Par ailleurs il y avait le petit Paul. Le petit Paul était le fils de M. du Val d’Amboise, et M. du Val d’Amboise était le fils de Mme Sporghi. C’est chez Mme Sporghi que Mme de Lérins avait été à la fois comme dame de compagnie et comme institutrice du petit Paul. Guy aurait tellement aimé connaître ce petit Paul, qui avait une jolie écriture, qui était si intelligent, qui avait des jouets électriques. Et puis Mme Sporghi avait fait entrer Mme de Lérins chez Mme de Verseilles, la femme du célèbre de Verseilles, qui était la maîtresse de M. du Val d’Amboise. Naturellement il ne fallait pas le dire, mais Geneviève, la fille de Mme de Verseilles, la plus jeune de ses enfants, était la fille de M. du Val d’Amboise. Un homme si charmant, si distingué, M. du Val d’Amboise ! Très riche. Le métier diplomatique l’éloignait généralement de Mme de Verseilles. Mme de Verseilles, sans bien entendu dire directement les choses, racontait à Mme de Lérins quel être d’exception, quel gentilhomme, mais alors là au plein sens du terme, quel gentilhomme était M. du Val d’Amboise. C’était lui qui payait tout ce qui avait trait à Geneviève. Geneviève ne se doutait de rien.

Mme de Lérins n’aimait pas les Angliches. Il arrivait que dans les pièces de guignol qu’elle improvisait pour Guy, M. de Fleury ou M. de Münchbourg espionnât pour le compte de la perfide Albion. Fachoda avait bien montré du reste ce que c’était que ces gens-là. Guy aurait aimé avoir des détails sur Fachoda, mais quand Mme de Lérins avait dit que c’était en Afrique, et que le capitaine Marchand avait été sublime, elle était au bout de son rouleau, et Guy chiffrait. Une espèce de vague idée s’établit dans sa tête que cela avait quelque chose à voir avec le krach de l’Union. Le soir il s’endormait en pensant au petit Paul, à Geneviève, et à comme c’était triste que Mme de Verseilles soit séparée de M. du Val d’Amboise.

Il y avait tout le temps de nouvelles figures qui venaient à la maison. Guy aimait rester dans un coin du grand hall, quand il y avait du monde, et regarder les inconnus. Il y avait toutes sortes de gens. Même un Chinois, un jour. Pas habillé en Chinois. En smoking : c’était à dîner.

Dans la journée, Georges recevait des amis à lui, ou des gens pour ses affaires. Il s’enfermait avec eux dans son bureau. Robert y était parfois. On entendait souvent à travers la porte un bruit confus de disputes, des voix colères, menaçantes, et le rire de Georges généralement. C’est que c’étaient des affaires graves, les affaires de Georges.

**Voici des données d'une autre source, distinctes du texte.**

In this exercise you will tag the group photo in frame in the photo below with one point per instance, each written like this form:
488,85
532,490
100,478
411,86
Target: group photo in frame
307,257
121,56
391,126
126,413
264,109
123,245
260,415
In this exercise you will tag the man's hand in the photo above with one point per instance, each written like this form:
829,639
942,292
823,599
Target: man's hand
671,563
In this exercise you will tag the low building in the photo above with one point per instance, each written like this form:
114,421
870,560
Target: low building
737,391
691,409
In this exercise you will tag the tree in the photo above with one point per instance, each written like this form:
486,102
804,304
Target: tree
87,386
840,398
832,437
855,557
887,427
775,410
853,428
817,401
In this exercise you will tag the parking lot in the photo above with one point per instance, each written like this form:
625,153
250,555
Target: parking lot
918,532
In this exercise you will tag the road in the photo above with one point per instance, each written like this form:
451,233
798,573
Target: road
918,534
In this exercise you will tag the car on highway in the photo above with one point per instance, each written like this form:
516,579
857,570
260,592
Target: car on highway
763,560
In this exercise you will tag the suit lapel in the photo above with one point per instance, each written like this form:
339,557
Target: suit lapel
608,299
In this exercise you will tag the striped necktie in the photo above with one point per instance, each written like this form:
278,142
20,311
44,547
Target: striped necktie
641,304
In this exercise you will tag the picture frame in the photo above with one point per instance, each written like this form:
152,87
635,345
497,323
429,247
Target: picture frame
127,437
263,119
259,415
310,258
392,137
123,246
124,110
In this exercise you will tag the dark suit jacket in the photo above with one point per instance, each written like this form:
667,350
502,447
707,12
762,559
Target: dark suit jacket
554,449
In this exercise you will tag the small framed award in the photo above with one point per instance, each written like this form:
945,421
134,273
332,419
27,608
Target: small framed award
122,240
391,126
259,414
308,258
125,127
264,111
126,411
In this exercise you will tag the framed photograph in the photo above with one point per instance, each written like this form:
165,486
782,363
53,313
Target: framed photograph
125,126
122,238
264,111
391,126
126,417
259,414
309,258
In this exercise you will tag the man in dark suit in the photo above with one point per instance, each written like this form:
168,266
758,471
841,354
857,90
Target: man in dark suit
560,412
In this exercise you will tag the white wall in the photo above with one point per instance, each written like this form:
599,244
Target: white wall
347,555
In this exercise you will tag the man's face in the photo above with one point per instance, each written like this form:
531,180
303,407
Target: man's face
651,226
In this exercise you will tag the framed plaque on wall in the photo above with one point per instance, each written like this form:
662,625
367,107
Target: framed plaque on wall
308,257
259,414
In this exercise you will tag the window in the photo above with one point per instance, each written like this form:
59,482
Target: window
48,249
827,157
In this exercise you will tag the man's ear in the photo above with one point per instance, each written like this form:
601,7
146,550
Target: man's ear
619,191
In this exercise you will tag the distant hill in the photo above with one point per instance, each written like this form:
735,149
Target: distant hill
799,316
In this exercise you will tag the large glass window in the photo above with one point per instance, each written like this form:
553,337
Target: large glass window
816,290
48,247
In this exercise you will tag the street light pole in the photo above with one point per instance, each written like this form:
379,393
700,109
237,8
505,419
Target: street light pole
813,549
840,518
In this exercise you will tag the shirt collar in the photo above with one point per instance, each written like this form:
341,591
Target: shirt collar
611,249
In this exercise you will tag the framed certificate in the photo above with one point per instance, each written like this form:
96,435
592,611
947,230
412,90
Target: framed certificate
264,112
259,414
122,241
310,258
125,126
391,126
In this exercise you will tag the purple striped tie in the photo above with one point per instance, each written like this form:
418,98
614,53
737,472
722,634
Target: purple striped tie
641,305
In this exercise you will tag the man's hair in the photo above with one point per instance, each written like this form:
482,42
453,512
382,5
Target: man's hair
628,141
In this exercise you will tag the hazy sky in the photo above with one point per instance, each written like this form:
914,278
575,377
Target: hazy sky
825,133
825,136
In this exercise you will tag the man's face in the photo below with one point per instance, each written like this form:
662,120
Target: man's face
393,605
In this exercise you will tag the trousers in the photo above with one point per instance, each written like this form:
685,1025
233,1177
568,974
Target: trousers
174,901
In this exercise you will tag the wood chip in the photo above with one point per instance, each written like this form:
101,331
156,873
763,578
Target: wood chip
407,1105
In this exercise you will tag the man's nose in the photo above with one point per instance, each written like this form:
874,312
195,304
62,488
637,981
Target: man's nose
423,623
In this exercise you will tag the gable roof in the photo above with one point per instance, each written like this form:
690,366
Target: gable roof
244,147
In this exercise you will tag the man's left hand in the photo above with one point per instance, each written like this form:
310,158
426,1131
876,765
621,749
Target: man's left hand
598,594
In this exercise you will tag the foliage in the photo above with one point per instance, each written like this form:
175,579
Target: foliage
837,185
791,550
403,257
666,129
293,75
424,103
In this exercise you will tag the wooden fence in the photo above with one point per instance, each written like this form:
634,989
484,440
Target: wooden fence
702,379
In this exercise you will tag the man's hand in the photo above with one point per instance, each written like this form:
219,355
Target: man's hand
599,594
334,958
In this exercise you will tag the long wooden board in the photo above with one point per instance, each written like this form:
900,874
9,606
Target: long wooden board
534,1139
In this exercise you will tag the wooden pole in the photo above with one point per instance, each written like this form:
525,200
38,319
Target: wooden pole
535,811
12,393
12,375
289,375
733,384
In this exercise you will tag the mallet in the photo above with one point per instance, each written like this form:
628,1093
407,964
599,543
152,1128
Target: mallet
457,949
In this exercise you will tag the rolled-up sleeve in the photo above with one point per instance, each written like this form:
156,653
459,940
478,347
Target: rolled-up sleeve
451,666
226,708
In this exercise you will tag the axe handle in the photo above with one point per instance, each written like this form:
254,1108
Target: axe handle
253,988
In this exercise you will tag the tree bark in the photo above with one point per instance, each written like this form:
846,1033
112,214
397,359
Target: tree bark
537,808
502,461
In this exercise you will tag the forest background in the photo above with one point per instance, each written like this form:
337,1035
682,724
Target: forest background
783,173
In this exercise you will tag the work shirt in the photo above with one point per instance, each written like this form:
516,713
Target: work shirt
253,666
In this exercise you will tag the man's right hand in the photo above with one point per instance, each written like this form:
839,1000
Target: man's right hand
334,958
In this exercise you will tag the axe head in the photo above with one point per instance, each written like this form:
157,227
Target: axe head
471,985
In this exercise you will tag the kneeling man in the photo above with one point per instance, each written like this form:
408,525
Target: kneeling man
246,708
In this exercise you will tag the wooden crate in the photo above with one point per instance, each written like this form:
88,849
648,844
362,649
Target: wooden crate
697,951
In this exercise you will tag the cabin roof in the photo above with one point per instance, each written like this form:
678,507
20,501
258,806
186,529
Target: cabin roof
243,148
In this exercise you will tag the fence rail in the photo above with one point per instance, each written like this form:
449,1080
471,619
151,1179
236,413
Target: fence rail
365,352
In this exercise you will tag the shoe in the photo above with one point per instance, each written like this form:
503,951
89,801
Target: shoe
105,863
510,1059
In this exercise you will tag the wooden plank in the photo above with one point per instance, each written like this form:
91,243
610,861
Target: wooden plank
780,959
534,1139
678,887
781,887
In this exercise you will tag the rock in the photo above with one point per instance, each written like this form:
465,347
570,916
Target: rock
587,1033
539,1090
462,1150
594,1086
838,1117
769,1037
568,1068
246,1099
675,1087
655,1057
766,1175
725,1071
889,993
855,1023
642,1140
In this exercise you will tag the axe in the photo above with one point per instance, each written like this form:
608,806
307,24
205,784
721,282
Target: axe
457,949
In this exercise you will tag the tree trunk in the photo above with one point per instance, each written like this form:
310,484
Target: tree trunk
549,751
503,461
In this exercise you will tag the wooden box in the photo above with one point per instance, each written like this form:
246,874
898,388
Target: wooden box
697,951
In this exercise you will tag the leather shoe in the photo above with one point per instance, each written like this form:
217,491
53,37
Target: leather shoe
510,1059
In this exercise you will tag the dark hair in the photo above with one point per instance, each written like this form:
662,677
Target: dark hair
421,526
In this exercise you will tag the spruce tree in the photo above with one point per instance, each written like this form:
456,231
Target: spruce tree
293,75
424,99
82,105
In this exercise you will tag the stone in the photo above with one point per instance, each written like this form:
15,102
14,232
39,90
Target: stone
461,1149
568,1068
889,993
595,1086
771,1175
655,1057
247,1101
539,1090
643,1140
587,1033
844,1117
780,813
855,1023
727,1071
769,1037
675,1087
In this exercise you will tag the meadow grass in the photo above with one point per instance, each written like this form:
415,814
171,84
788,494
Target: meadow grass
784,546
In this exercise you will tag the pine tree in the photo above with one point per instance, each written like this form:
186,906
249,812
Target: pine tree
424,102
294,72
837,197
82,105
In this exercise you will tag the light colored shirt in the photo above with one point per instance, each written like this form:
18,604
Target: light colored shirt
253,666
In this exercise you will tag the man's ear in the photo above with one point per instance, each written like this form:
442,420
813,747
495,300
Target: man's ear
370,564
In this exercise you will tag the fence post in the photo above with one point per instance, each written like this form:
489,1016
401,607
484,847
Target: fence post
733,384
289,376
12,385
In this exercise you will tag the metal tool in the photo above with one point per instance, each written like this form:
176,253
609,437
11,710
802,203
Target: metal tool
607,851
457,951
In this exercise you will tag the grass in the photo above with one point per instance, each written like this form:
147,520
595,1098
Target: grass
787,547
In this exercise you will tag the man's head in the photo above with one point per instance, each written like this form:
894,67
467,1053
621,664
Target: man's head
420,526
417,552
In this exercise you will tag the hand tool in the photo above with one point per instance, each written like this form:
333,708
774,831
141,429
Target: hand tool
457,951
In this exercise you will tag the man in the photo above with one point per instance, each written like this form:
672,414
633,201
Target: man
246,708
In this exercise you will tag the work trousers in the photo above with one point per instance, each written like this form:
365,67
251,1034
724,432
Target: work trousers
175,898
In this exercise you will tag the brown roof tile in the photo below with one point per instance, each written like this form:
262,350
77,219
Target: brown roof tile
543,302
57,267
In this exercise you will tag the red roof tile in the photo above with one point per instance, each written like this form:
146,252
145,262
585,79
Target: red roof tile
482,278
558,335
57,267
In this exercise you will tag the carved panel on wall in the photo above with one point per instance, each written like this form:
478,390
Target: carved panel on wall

Une fois, Guy avait vu sortir du bureau une espèce, de grand vieillard qui était absolument blême, et qui criait : “Mais c’est une indignité, c’est une indignité !” Georges très respectueusement le poussait vers la porte en disant : “Pas si haut, monsieur le ministre, pas si haut, on pourrait vous entendre !”

Ce que Guy aimait le mieux, c’était quand son grand-père venait le chercher pour aller au Bois. Édouard n’adressait pas la parole à son petit-fils pendant des heures. Alors, Guy était libre pour penser à tout, à Fachoda, aux émeraudes de sa mère, à M. de Fleury faisant la cour à Mme de Lérins. Ça c’était drôle. Jamais Guy n’aurait imaginé de faire la cour à Mme de Lérins. “Dis, grand-père, comment est-ce qu’elle était Marie-Antoinette ?”

Édouard, comte de Nettencourt par la grâce de Mrs. Page, réfléchit un instant dans sa belle barbe de châtelain, puis répondit avec une simplicité féodale : “Plutôt moche.”